Okay, so here's the way it is. I'm a student at the university, just starting my last year here. And for as long as I can remember, I've been attracted to persons of the female persuasion. I first got laid when I was a junior in high school, and it remains one of my best memories. Since then, I've hooked up with any number of women and, with a few notable exceptions (including one I will tell you about shortly), have immensely enjoyed myself. I think about women all the time. I flirt with them. I go out with them. I even indulge in women-on-women porn. I am, as far as I can tell, heterosexual. There's just this one little thing: I like to get blow jobs from guys.
Let me explain. The first time it happened was the summer after high school. A good buddy of mine and I were out driving around town, and he suddenly revealed to me that he was gay. I told him I was cool with that, which I was. But we started talking about it all, and I guess I made him feel pretty comfortable, because he propositioned me. I instinctively said no. But later in the summer, he propositioned me again, and this time I thought, "Hell, why not?" It wasn't like he expected me to do anything to him. So I did it, and I wouldn't say it was bad or good. It just was. He wanted to do it again, of course, but I didn't want to give him the wrong impression, so I said no.
Then, when I came here to go to college, I got put in a dorm room with a guy who, it turned out, was also gay. We weren't really all that close, although I liked him just fine. But we used to have this arrangement where if neither of us had had sex in a while, I'd allow him to do a number on me. Once again, I wasn't expected to do anything but lie there. And I'm sure he told his friends about it, even though I asked him not to. But by that point I didn't really care. I knew I wasn't gay, at least I knew I wasn't sexually interested in men. But I have no problem with guys who are, so if I had turned out to be gay, I wouldn't have minded that either. I just don't think I am. The thing is, I'm beginning to wonder what exactly I am.
Recently, I was out with this girl, and after messing around for a while she started going down on me. No problem there, except she wasn't exactly an expert. And what blew my mind was that, in order to get through the ordeal, I found myself pretending she was my former roommate. Not because I was attracted to him. Truth be told, I never touched him. It's just that there was a certain turn-on in how into me he was, whereas this girl, even though she'd initiated it, didn't seem all that interested. I don't think I would ever have popped the cork if I hadn't closed my eyes and pretended I was back in the dorms.

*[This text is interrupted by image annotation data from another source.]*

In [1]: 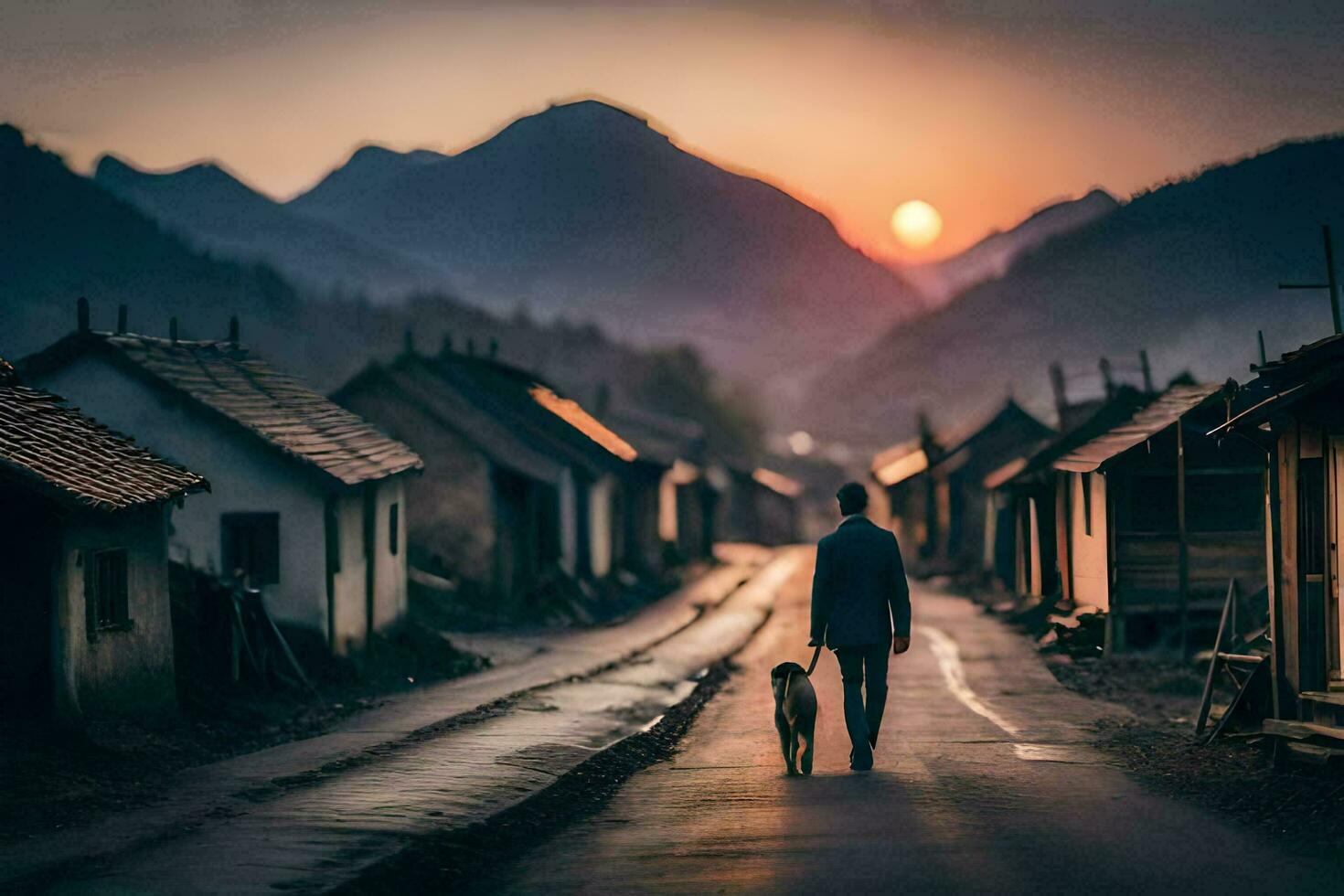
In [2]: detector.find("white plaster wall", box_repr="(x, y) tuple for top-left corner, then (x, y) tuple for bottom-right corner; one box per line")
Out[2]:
(52, 498), (176, 721)
(35, 357), (333, 634)
(374, 475), (405, 632)
(560, 467), (580, 575)
(1069, 473), (1110, 610)
(332, 489), (368, 655)
(589, 475), (615, 579)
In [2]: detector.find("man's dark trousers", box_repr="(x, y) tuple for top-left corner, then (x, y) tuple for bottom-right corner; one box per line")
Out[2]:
(836, 641), (891, 768)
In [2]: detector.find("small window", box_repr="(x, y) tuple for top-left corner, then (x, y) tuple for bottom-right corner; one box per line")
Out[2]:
(85, 548), (131, 632)
(323, 500), (341, 573)
(219, 513), (280, 587)
(1078, 473), (1092, 535)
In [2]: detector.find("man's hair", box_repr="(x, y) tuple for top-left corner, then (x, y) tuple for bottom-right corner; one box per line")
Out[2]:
(836, 482), (869, 516)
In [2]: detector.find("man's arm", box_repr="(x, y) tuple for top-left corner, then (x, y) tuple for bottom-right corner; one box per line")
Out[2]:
(809, 541), (835, 647)
(887, 536), (910, 653)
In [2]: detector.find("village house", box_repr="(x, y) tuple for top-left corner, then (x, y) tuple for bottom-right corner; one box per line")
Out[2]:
(869, 424), (941, 556)
(603, 409), (717, 561)
(23, 300), (421, 653)
(872, 399), (1053, 573)
(1004, 384), (1264, 653)
(335, 346), (653, 613)
(0, 358), (209, 727)
(709, 462), (803, 547)
(983, 386), (1150, 609)
(1212, 335), (1344, 758)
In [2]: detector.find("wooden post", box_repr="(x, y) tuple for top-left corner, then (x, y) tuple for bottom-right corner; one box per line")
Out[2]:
(1278, 224), (1344, 336)
(1176, 418), (1189, 658)
(1097, 357), (1115, 400)
(1050, 361), (1069, 430)
(1321, 224), (1344, 333)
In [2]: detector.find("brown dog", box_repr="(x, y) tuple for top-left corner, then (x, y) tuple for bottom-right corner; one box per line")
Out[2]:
(770, 662), (817, 775)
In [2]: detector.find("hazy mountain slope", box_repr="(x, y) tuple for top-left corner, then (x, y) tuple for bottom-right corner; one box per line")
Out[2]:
(291, 101), (921, 378)
(901, 189), (1120, 305)
(0, 125), (300, 357)
(797, 137), (1344, 444)
(0, 125), (760, 453)
(94, 155), (449, 298)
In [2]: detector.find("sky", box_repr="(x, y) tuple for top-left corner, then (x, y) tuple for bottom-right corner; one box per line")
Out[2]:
(0, 0), (1344, 262)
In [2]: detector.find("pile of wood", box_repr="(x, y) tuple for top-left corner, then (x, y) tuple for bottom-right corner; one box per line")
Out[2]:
(989, 595), (1106, 658)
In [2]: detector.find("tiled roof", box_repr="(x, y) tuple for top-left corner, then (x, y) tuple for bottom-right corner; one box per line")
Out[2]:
(872, 439), (929, 486)
(1053, 386), (1223, 473)
(427, 353), (635, 473)
(37, 332), (423, 485)
(752, 466), (803, 498)
(0, 360), (209, 510)
(336, 355), (564, 484)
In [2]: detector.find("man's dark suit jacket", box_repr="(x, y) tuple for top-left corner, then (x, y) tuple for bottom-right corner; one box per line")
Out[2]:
(812, 516), (910, 649)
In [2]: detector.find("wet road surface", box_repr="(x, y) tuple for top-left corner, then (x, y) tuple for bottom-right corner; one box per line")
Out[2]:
(475, 553), (1339, 893)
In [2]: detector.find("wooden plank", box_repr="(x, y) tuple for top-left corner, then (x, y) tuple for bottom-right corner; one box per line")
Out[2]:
(1264, 719), (1344, 741)
(1277, 426), (1301, 695)
(1195, 579), (1236, 738)
(1176, 418), (1189, 656)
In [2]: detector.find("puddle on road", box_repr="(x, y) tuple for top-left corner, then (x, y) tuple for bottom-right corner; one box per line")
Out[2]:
(1012, 744), (1097, 765)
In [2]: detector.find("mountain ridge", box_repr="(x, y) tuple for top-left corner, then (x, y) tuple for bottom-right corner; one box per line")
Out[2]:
(793, 134), (1344, 447)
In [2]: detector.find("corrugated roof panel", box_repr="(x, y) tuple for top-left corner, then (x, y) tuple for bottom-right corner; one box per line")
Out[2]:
(0, 360), (209, 510)
(1052, 386), (1223, 473)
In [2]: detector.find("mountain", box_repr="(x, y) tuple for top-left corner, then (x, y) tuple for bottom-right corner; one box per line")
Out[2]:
(0, 123), (761, 453)
(289, 101), (922, 381)
(901, 189), (1120, 305)
(0, 123), (301, 357)
(94, 155), (450, 298)
(793, 135), (1344, 446)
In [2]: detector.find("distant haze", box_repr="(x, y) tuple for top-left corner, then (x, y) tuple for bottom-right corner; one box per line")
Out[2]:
(0, 0), (1344, 262)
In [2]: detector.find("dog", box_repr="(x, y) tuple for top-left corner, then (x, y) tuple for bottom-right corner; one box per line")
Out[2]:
(770, 662), (817, 775)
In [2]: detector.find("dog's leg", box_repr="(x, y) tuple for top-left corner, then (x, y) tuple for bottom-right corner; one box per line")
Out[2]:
(797, 718), (817, 775)
(774, 712), (798, 775)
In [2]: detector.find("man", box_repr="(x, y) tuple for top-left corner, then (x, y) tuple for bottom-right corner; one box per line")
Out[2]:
(807, 482), (910, 771)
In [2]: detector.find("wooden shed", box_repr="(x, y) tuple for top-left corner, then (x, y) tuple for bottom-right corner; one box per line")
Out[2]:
(0, 360), (208, 727)
(1052, 384), (1266, 653)
(335, 347), (650, 613)
(22, 303), (421, 653)
(874, 399), (1053, 582)
(603, 409), (715, 560)
(1213, 335), (1344, 736)
(983, 386), (1150, 596)
(869, 429), (940, 566)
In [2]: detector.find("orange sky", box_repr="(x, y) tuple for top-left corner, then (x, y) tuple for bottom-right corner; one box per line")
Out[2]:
(0, 0), (1344, 261)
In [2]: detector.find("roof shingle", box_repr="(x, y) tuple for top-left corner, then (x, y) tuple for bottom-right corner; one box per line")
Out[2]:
(0, 360), (209, 510)
(37, 332), (423, 485)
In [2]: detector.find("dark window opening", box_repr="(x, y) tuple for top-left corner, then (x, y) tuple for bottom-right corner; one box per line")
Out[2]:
(85, 548), (131, 632)
(1079, 473), (1092, 535)
(1186, 473), (1264, 532)
(1297, 457), (1325, 575)
(323, 500), (340, 572)
(1129, 473), (1189, 533)
(219, 513), (280, 587)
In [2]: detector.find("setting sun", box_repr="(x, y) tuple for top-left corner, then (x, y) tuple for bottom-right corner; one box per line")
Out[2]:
(891, 198), (942, 249)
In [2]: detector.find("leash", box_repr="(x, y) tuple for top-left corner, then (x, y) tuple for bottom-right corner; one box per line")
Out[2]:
(803, 644), (821, 678)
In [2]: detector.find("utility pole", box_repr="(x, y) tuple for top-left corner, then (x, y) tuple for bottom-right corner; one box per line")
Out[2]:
(1278, 224), (1344, 336)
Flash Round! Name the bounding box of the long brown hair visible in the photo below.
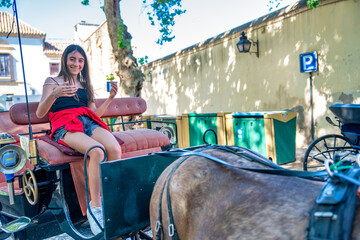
[58,44,95,102]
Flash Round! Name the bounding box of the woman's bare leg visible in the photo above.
[91,127,121,161]
[62,132,104,207]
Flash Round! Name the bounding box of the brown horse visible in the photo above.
[150,145,360,240]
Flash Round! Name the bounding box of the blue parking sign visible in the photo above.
[300,52,317,72]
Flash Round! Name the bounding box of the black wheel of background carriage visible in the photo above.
[303,134,357,171]
[0,214,11,240]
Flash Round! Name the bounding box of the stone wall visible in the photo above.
[142,0,360,147]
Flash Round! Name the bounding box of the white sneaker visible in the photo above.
[86,203,104,235]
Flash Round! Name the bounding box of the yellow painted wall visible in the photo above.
[142,0,360,147]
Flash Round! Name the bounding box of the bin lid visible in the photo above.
[232,111,289,118]
[188,113,217,117]
[155,114,181,119]
[329,103,360,124]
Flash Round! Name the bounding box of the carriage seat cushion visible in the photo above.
[39,134,124,156]
[38,129,170,165]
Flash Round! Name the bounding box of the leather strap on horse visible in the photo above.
[154,145,328,240]
[155,147,214,240]
[308,168,360,240]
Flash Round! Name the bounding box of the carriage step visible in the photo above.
[0,217,31,233]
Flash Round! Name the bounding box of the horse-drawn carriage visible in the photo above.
[0,98,181,239]
[303,104,360,171]
[0,98,360,239]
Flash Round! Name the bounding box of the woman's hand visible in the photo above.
[109,81,118,99]
[52,82,77,98]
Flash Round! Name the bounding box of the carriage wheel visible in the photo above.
[22,168,39,205]
[303,134,357,171]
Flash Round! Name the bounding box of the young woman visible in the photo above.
[36,45,121,234]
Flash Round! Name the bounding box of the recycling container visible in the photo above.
[181,113,226,147]
[151,115,182,148]
[225,111,297,164]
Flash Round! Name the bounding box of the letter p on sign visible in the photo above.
[300,52,317,72]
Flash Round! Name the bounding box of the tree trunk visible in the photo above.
[104,0,143,97]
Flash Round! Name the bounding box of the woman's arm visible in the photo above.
[36,78,76,118]
[88,81,118,117]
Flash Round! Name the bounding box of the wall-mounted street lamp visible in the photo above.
[236,32,259,57]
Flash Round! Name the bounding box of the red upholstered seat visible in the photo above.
[5,98,170,215]
[38,129,170,165]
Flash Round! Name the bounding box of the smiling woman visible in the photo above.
[36,45,121,234]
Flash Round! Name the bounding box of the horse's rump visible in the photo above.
[150,148,323,240]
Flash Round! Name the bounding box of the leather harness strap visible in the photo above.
[154,145,328,240]
[308,168,360,240]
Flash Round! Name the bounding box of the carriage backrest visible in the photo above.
[9,97,146,125]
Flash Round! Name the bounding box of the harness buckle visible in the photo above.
[324,158,334,177]
[314,212,338,220]
[155,220,161,232]
[168,224,175,237]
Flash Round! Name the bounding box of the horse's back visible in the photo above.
[150,149,322,239]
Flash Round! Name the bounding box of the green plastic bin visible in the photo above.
[182,113,226,147]
[225,111,296,164]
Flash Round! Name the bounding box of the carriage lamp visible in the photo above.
[236,31,259,57]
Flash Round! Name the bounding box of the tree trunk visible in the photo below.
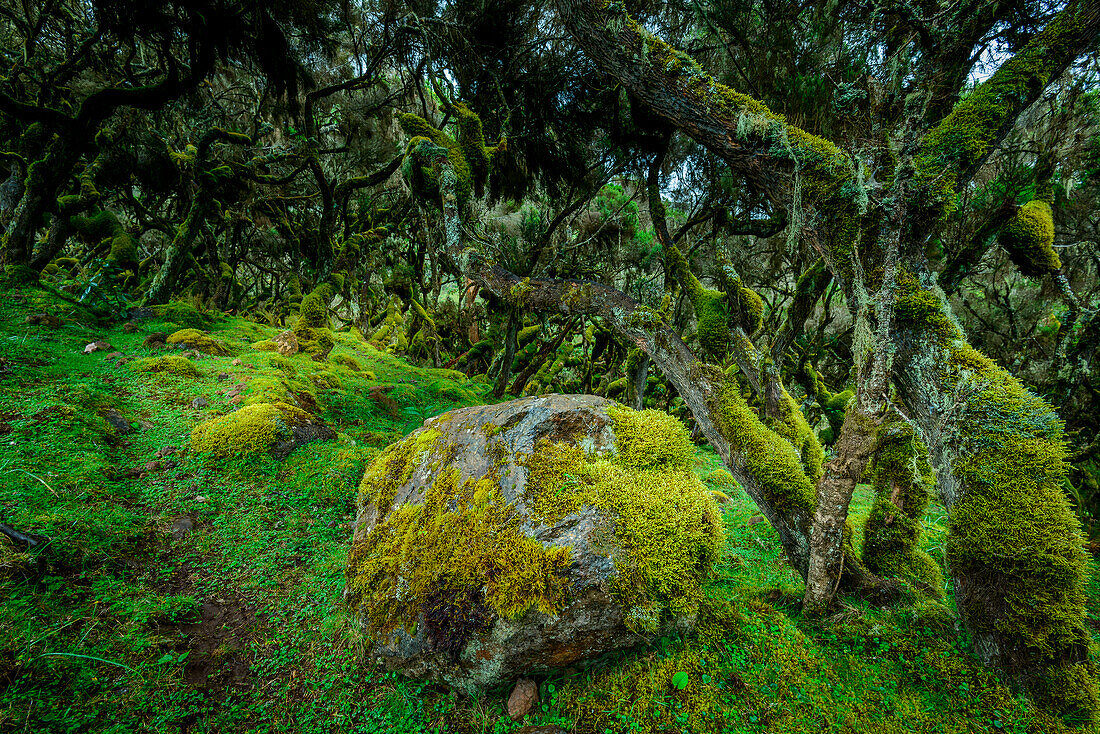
[145,190,210,305]
[894,264,1098,717]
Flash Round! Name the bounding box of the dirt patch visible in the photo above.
[157,561,267,698]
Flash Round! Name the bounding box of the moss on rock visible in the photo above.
[165,329,232,357]
[997,200,1062,278]
[347,398,723,660]
[191,403,325,458]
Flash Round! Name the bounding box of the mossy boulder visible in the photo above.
[165,329,232,357]
[344,395,723,693]
[191,403,336,458]
[153,300,213,329]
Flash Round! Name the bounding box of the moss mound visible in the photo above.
[347,397,723,640]
[191,403,312,458]
[997,200,1062,278]
[165,329,232,357]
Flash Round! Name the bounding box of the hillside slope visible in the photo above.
[0,289,1100,733]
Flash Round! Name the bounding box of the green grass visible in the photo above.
[0,289,1100,734]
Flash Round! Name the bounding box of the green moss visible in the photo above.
[712,380,821,527]
[191,403,310,458]
[329,354,363,372]
[130,354,202,377]
[267,354,298,377]
[348,408,722,636]
[165,329,232,357]
[664,244,730,359]
[914,2,1090,211]
[298,285,331,329]
[69,210,139,272]
[525,406,723,633]
[997,201,1062,278]
[400,113,474,208]
[905,272,1100,721]
[345,428,570,642]
[862,420,944,596]
[766,388,825,486]
[737,285,763,335]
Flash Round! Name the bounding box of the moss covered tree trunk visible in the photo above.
[895,267,1100,720]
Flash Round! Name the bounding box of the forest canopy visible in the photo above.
[0,0,1100,721]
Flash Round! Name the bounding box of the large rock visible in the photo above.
[344,395,722,693]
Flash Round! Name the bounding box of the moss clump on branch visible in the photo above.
[294,283,337,361]
[69,209,139,273]
[400,102,505,209]
[712,379,821,521]
[894,271,1100,721]
[997,200,1062,278]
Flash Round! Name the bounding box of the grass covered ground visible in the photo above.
[0,289,1100,734]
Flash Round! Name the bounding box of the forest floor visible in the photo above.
[0,288,1100,734]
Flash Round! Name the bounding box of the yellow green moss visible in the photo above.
[525,406,723,633]
[347,428,570,642]
[165,329,231,357]
[765,387,825,486]
[153,300,211,329]
[997,200,1062,277]
[347,408,723,636]
[899,272,1100,721]
[329,354,363,372]
[191,403,310,458]
[713,379,821,527]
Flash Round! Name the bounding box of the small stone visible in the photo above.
[172,517,195,540]
[141,331,168,349]
[508,678,539,721]
[23,314,62,329]
[272,331,298,357]
[103,408,133,436]
[84,341,111,354]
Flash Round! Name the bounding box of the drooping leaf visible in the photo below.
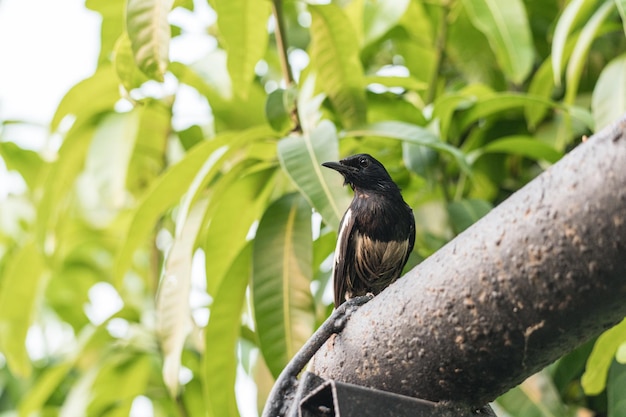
[463,0,534,84]
[252,194,315,377]
[448,199,493,234]
[615,0,626,35]
[202,167,276,295]
[278,121,349,229]
[524,58,555,129]
[35,123,96,250]
[344,121,470,173]
[50,65,120,132]
[214,0,270,98]
[591,54,626,130]
[113,32,148,91]
[552,0,598,87]
[77,111,139,226]
[126,0,173,81]
[606,362,626,417]
[113,126,273,285]
[156,200,208,398]
[203,244,247,417]
[308,3,366,127]
[359,0,410,46]
[0,142,44,190]
[468,135,563,163]
[496,371,571,417]
[580,320,626,395]
[564,0,614,104]
[0,241,47,377]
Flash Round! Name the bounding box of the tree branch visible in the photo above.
[313,113,626,408]
[272,0,302,133]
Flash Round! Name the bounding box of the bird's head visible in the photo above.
[322,153,398,192]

So, does that make me gay? Or bi?
Either Way's Fine
Either Way's Fine: I'd say you're a whore, and I mean that in the best way possible. I'd also say you're a lazy slut, and I mean that in the worst way possible. You're a whore because you'll apparently let anyone have sex with you. You're a lazy slut because I've yet to hear about you doing anything to anybody else. But no matter what you do or have done to you, why stick a big fat label on it? Just do what comes naturally, and repeat after me: R-E-C-I-P-R-O-C-I-T-Y.